The need is clear. The Financial Inclusion Commission highlights how the UK is ranked ninth in the world in terms of banking inclusion by the world bank. A total of 1.5 million adults remain without access to the services of a bank in Britain today and only an estimated 50 per cent of those would like a bank account. Half of those who have newly joined a bank have incurred penalty fees. A total of 26 per cent of the newly banked are net losers, incurring more penalty charges than they gain in savings. There are 13m people in the UK who would not have enough savings to support them for one month if they experienced a 25 per cent cut in income, and between 3 and 5m households use high-cost credit.
This is a social justice issue. Of those who incur charges from unauthorised overdrafts, more are in poor areas, they are more likely to be BME, single parents or disabled. Fees incurred can amount to hundreds over the course of a year.
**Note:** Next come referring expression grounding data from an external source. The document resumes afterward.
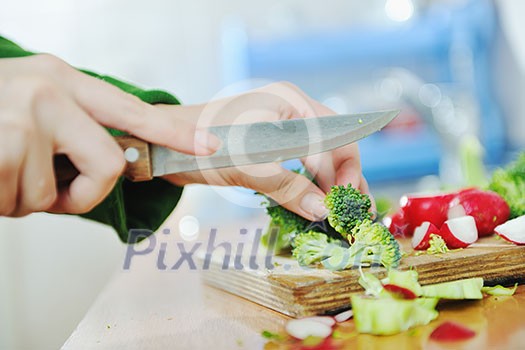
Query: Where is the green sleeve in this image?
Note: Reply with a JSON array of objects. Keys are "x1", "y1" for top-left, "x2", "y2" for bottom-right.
[{"x1": 0, "y1": 35, "x2": 183, "y2": 243}]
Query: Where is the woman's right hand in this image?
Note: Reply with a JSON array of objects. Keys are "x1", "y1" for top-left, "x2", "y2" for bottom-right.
[{"x1": 0, "y1": 54, "x2": 219, "y2": 217}]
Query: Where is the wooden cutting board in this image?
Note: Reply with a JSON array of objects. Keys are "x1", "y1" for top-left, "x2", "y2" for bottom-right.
[{"x1": 199, "y1": 236, "x2": 525, "y2": 318}]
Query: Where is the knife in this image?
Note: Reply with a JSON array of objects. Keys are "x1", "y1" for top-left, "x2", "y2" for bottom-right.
[{"x1": 54, "y1": 110, "x2": 399, "y2": 182}]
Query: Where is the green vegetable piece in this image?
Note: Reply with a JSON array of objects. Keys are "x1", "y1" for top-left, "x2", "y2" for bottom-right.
[
  {"x1": 351, "y1": 295, "x2": 438, "y2": 335},
  {"x1": 261, "y1": 330, "x2": 283, "y2": 341},
  {"x1": 426, "y1": 234, "x2": 449, "y2": 255},
  {"x1": 488, "y1": 152, "x2": 525, "y2": 219},
  {"x1": 414, "y1": 297, "x2": 439, "y2": 310},
  {"x1": 358, "y1": 273, "x2": 384, "y2": 297},
  {"x1": 481, "y1": 283, "x2": 518, "y2": 296},
  {"x1": 324, "y1": 184, "x2": 372, "y2": 234},
  {"x1": 386, "y1": 270, "x2": 423, "y2": 297},
  {"x1": 421, "y1": 277, "x2": 484, "y2": 299}
]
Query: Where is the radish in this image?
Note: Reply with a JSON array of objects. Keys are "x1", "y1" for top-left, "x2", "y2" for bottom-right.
[
  {"x1": 401, "y1": 192, "x2": 455, "y2": 230},
  {"x1": 430, "y1": 321, "x2": 476, "y2": 342},
  {"x1": 285, "y1": 318, "x2": 332, "y2": 340},
  {"x1": 439, "y1": 216, "x2": 478, "y2": 249},
  {"x1": 494, "y1": 215, "x2": 525, "y2": 245},
  {"x1": 412, "y1": 221, "x2": 440, "y2": 250},
  {"x1": 333, "y1": 310, "x2": 353, "y2": 323},
  {"x1": 448, "y1": 189, "x2": 510, "y2": 236},
  {"x1": 386, "y1": 209, "x2": 413, "y2": 237}
]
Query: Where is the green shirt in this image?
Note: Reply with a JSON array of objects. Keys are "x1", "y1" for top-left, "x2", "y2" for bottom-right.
[{"x1": 0, "y1": 35, "x2": 183, "y2": 243}]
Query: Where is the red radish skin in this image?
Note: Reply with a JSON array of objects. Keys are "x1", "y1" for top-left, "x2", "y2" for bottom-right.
[
  {"x1": 430, "y1": 321, "x2": 476, "y2": 342},
  {"x1": 401, "y1": 192, "x2": 455, "y2": 230},
  {"x1": 439, "y1": 216, "x2": 478, "y2": 249},
  {"x1": 448, "y1": 189, "x2": 510, "y2": 236},
  {"x1": 290, "y1": 337, "x2": 338, "y2": 350},
  {"x1": 386, "y1": 209, "x2": 413, "y2": 238},
  {"x1": 382, "y1": 284, "x2": 418, "y2": 299},
  {"x1": 494, "y1": 215, "x2": 525, "y2": 245},
  {"x1": 412, "y1": 222, "x2": 440, "y2": 250}
]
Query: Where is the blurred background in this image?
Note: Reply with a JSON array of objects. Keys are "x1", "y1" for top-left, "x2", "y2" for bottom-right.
[{"x1": 1, "y1": 0, "x2": 525, "y2": 349}]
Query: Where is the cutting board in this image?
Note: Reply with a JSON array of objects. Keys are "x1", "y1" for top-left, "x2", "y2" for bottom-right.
[{"x1": 199, "y1": 236, "x2": 525, "y2": 318}]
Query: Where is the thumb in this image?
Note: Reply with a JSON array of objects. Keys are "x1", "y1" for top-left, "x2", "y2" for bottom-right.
[{"x1": 241, "y1": 164, "x2": 328, "y2": 221}]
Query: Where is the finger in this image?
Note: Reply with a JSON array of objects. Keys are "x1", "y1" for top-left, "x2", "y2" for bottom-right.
[
  {"x1": 333, "y1": 144, "x2": 362, "y2": 188},
  {"x1": 48, "y1": 103, "x2": 125, "y2": 214},
  {"x1": 68, "y1": 70, "x2": 221, "y2": 156},
  {"x1": 0, "y1": 126, "x2": 24, "y2": 216},
  {"x1": 238, "y1": 163, "x2": 328, "y2": 221},
  {"x1": 13, "y1": 133, "x2": 57, "y2": 217}
]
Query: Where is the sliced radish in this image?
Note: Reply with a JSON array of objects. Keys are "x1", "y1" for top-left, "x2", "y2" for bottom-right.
[
  {"x1": 382, "y1": 284, "x2": 418, "y2": 299},
  {"x1": 285, "y1": 319, "x2": 332, "y2": 340},
  {"x1": 386, "y1": 209, "x2": 413, "y2": 237},
  {"x1": 333, "y1": 310, "x2": 353, "y2": 323},
  {"x1": 430, "y1": 321, "x2": 476, "y2": 342},
  {"x1": 448, "y1": 189, "x2": 510, "y2": 236},
  {"x1": 401, "y1": 192, "x2": 455, "y2": 230},
  {"x1": 494, "y1": 215, "x2": 525, "y2": 245},
  {"x1": 439, "y1": 216, "x2": 478, "y2": 249},
  {"x1": 299, "y1": 316, "x2": 336, "y2": 327},
  {"x1": 412, "y1": 221, "x2": 440, "y2": 250}
]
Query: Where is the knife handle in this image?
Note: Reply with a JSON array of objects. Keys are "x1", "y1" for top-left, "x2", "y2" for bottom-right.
[{"x1": 54, "y1": 135, "x2": 153, "y2": 184}]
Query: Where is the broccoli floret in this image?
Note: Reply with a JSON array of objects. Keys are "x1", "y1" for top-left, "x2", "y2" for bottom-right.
[
  {"x1": 488, "y1": 152, "x2": 525, "y2": 218},
  {"x1": 324, "y1": 184, "x2": 372, "y2": 234},
  {"x1": 291, "y1": 231, "x2": 344, "y2": 266},
  {"x1": 261, "y1": 197, "x2": 311, "y2": 252},
  {"x1": 261, "y1": 197, "x2": 342, "y2": 252},
  {"x1": 323, "y1": 220, "x2": 401, "y2": 270},
  {"x1": 426, "y1": 234, "x2": 449, "y2": 255}
]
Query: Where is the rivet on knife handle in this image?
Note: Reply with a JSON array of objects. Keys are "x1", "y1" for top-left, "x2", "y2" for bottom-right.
[{"x1": 115, "y1": 136, "x2": 153, "y2": 182}]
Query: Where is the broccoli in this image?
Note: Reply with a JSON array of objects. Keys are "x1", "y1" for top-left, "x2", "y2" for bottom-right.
[
  {"x1": 261, "y1": 197, "x2": 342, "y2": 253},
  {"x1": 488, "y1": 152, "x2": 525, "y2": 219},
  {"x1": 291, "y1": 231, "x2": 344, "y2": 266},
  {"x1": 324, "y1": 184, "x2": 372, "y2": 234},
  {"x1": 323, "y1": 220, "x2": 401, "y2": 270},
  {"x1": 426, "y1": 234, "x2": 449, "y2": 255},
  {"x1": 261, "y1": 197, "x2": 311, "y2": 252}
]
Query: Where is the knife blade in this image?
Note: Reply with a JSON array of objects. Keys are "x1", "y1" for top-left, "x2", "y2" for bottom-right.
[{"x1": 55, "y1": 110, "x2": 399, "y2": 182}]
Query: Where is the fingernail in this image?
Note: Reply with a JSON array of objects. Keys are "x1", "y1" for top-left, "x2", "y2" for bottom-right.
[
  {"x1": 300, "y1": 192, "x2": 329, "y2": 221},
  {"x1": 195, "y1": 129, "x2": 222, "y2": 154}
]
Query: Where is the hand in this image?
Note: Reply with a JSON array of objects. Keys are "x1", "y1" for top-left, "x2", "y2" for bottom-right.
[
  {"x1": 161, "y1": 82, "x2": 373, "y2": 221},
  {"x1": 0, "y1": 54, "x2": 220, "y2": 217}
]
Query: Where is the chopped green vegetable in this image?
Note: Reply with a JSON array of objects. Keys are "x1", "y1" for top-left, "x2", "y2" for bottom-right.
[
  {"x1": 414, "y1": 297, "x2": 439, "y2": 310},
  {"x1": 324, "y1": 184, "x2": 372, "y2": 234},
  {"x1": 421, "y1": 277, "x2": 484, "y2": 299},
  {"x1": 426, "y1": 234, "x2": 449, "y2": 255},
  {"x1": 481, "y1": 283, "x2": 518, "y2": 296},
  {"x1": 488, "y1": 152, "x2": 525, "y2": 219},
  {"x1": 383, "y1": 269, "x2": 423, "y2": 297},
  {"x1": 261, "y1": 330, "x2": 283, "y2": 341},
  {"x1": 358, "y1": 272, "x2": 384, "y2": 297},
  {"x1": 351, "y1": 295, "x2": 438, "y2": 335}
]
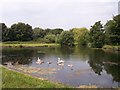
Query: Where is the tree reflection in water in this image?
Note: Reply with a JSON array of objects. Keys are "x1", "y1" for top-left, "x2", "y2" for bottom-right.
[
  {"x1": 2, "y1": 48, "x2": 45, "y2": 65},
  {"x1": 88, "y1": 49, "x2": 120, "y2": 82}
]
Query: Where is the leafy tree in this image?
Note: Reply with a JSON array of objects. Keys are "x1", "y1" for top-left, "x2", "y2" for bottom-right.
[
  {"x1": 59, "y1": 31, "x2": 74, "y2": 46},
  {"x1": 50, "y1": 28, "x2": 63, "y2": 35},
  {"x1": 104, "y1": 15, "x2": 120, "y2": 45},
  {"x1": 89, "y1": 21, "x2": 105, "y2": 48},
  {"x1": 55, "y1": 34, "x2": 61, "y2": 43},
  {"x1": 44, "y1": 28, "x2": 51, "y2": 35},
  {"x1": 10, "y1": 22, "x2": 33, "y2": 41},
  {"x1": 71, "y1": 28, "x2": 89, "y2": 46},
  {"x1": 1, "y1": 23, "x2": 8, "y2": 41},
  {"x1": 44, "y1": 34, "x2": 56, "y2": 43},
  {"x1": 33, "y1": 27, "x2": 45, "y2": 39}
]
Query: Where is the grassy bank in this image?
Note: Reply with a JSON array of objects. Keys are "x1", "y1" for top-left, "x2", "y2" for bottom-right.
[
  {"x1": 1, "y1": 66, "x2": 69, "y2": 88},
  {"x1": 102, "y1": 45, "x2": 120, "y2": 51},
  {"x1": 0, "y1": 41, "x2": 60, "y2": 48},
  {"x1": 1, "y1": 42, "x2": 120, "y2": 52}
]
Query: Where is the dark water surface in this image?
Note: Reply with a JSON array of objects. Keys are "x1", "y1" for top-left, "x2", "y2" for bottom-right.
[{"x1": 2, "y1": 46, "x2": 120, "y2": 88}]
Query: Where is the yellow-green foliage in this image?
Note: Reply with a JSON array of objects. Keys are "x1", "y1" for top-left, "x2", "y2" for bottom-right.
[{"x1": 71, "y1": 28, "x2": 89, "y2": 45}]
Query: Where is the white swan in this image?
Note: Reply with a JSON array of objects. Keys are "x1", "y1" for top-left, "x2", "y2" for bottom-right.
[
  {"x1": 37, "y1": 57, "x2": 41, "y2": 62},
  {"x1": 57, "y1": 58, "x2": 64, "y2": 64},
  {"x1": 57, "y1": 63, "x2": 64, "y2": 66},
  {"x1": 36, "y1": 57, "x2": 44, "y2": 64}
]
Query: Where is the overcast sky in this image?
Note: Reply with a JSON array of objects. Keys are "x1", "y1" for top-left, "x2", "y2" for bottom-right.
[{"x1": 0, "y1": 0, "x2": 119, "y2": 30}]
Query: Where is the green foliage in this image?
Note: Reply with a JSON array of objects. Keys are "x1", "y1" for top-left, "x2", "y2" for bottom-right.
[
  {"x1": 55, "y1": 34, "x2": 61, "y2": 43},
  {"x1": 33, "y1": 27, "x2": 46, "y2": 39},
  {"x1": 104, "y1": 15, "x2": 120, "y2": 45},
  {"x1": 59, "y1": 31, "x2": 74, "y2": 46},
  {"x1": 2, "y1": 22, "x2": 33, "y2": 41},
  {"x1": 33, "y1": 28, "x2": 63, "y2": 42},
  {"x1": 2, "y1": 15, "x2": 120, "y2": 47},
  {"x1": 10, "y1": 22, "x2": 33, "y2": 41},
  {"x1": 44, "y1": 34, "x2": 56, "y2": 43},
  {"x1": 89, "y1": 21, "x2": 105, "y2": 48},
  {"x1": 1, "y1": 23, "x2": 8, "y2": 41},
  {"x1": 50, "y1": 28, "x2": 63, "y2": 35},
  {"x1": 44, "y1": 28, "x2": 51, "y2": 35},
  {"x1": 71, "y1": 28, "x2": 89, "y2": 46}
]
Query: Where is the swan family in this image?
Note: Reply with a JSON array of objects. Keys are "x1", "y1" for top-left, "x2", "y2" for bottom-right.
[{"x1": 36, "y1": 57, "x2": 73, "y2": 68}]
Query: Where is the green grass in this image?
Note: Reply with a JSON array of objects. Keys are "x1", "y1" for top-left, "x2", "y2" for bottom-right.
[
  {"x1": 1, "y1": 66, "x2": 70, "y2": 88},
  {"x1": 0, "y1": 41, "x2": 60, "y2": 47}
]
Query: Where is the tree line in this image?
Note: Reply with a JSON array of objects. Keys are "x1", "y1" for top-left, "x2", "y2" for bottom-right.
[{"x1": 1, "y1": 14, "x2": 120, "y2": 48}]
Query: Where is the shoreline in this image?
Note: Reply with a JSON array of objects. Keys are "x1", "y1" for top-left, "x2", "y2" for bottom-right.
[
  {"x1": 1, "y1": 42, "x2": 120, "y2": 52},
  {"x1": 102, "y1": 45, "x2": 120, "y2": 51},
  {"x1": 1, "y1": 65, "x2": 70, "y2": 88},
  {"x1": 89, "y1": 45, "x2": 120, "y2": 52},
  {"x1": 0, "y1": 43, "x2": 60, "y2": 48},
  {"x1": 2, "y1": 65, "x2": 119, "y2": 88},
  {"x1": 1, "y1": 65, "x2": 99, "y2": 88}
]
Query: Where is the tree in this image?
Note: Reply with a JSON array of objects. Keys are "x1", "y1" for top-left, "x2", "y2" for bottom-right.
[
  {"x1": 44, "y1": 28, "x2": 51, "y2": 35},
  {"x1": 89, "y1": 21, "x2": 105, "y2": 48},
  {"x1": 55, "y1": 34, "x2": 61, "y2": 43},
  {"x1": 50, "y1": 28, "x2": 63, "y2": 35},
  {"x1": 1, "y1": 23, "x2": 8, "y2": 41},
  {"x1": 44, "y1": 34, "x2": 56, "y2": 43},
  {"x1": 33, "y1": 27, "x2": 45, "y2": 39},
  {"x1": 10, "y1": 22, "x2": 33, "y2": 41},
  {"x1": 71, "y1": 28, "x2": 89, "y2": 46},
  {"x1": 104, "y1": 15, "x2": 120, "y2": 45},
  {"x1": 59, "y1": 31, "x2": 74, "y2": 46}
]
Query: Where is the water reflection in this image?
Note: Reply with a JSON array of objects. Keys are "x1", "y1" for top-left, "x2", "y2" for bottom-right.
[
  {"x1": 88, "y1": 49, "x2": 120, "y2": 82},
  {"x1": 2, "y1": 48, "x2": 35, "y2": 65},
  {"x1": 2, "y1": 47, "x2": 120, "y2": 87},
  {"x1": 88, "y1": 50, "x2": 105, "y2": 75}
]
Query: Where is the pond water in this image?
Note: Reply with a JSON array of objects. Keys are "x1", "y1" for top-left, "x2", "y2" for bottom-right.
[{"x1": 2, "y1": 46, "x2": 120, "y2": 88}]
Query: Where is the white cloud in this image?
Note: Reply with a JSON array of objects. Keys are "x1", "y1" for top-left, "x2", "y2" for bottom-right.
[{"x1": 0, "y1": 0, "x2": 119, "y2": 29}]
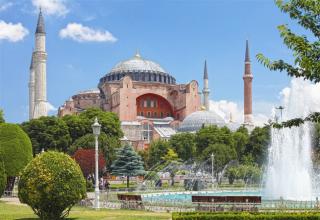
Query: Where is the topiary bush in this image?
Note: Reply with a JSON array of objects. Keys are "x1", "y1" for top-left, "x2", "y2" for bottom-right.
[
  {"x1": 0, "y1": 123, "x2": 32, "y2": 191},
  {"x1": 0, "y1": 158, "x2": 6, "y2": 197},
  {"x1": 18, "y1": 151, "x2": 86, "y2": 219}
]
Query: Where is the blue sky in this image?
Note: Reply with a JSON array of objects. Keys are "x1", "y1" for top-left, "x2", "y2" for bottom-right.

Benefits changes and the shift to universal credit have compounded levels of debt and fluctuations in household finance.
Young people are also in need of better banking services. Over last few weeks, I have been conducting a short survey of young people in my constituency on their attitudes to financial services. Even anecdotally, the emerging results are interesting. On a scale of one to five, the weighted average score was 3.5 as to whether you are “confident that you are making good financial choices”. In responding to the question of the ease of getting advice on financial matters, the score dropped to 2.7, and was only marginally higher, at 2.9, for whether “financial products meet your needs as a millennial”.
All too often, we see technology as the answers to service provision or market reform alone. And they are part of the answer. But technology can’t replace relationships, and it is relationship-based services that create understanding, trust and confidence.
In tackling the challenge of financial exclusion, there’s a desperate need for an integrated cross government strategy. The state has a role to establish a framework and services that measurably include rather than exclude low-income segments of society. Indeed, a comprehensive approach towards financial inclusion is vital for Labour’s proposed programme of policies to truly act “for the many and not the few” and to provide a key foundation for shared prosperity.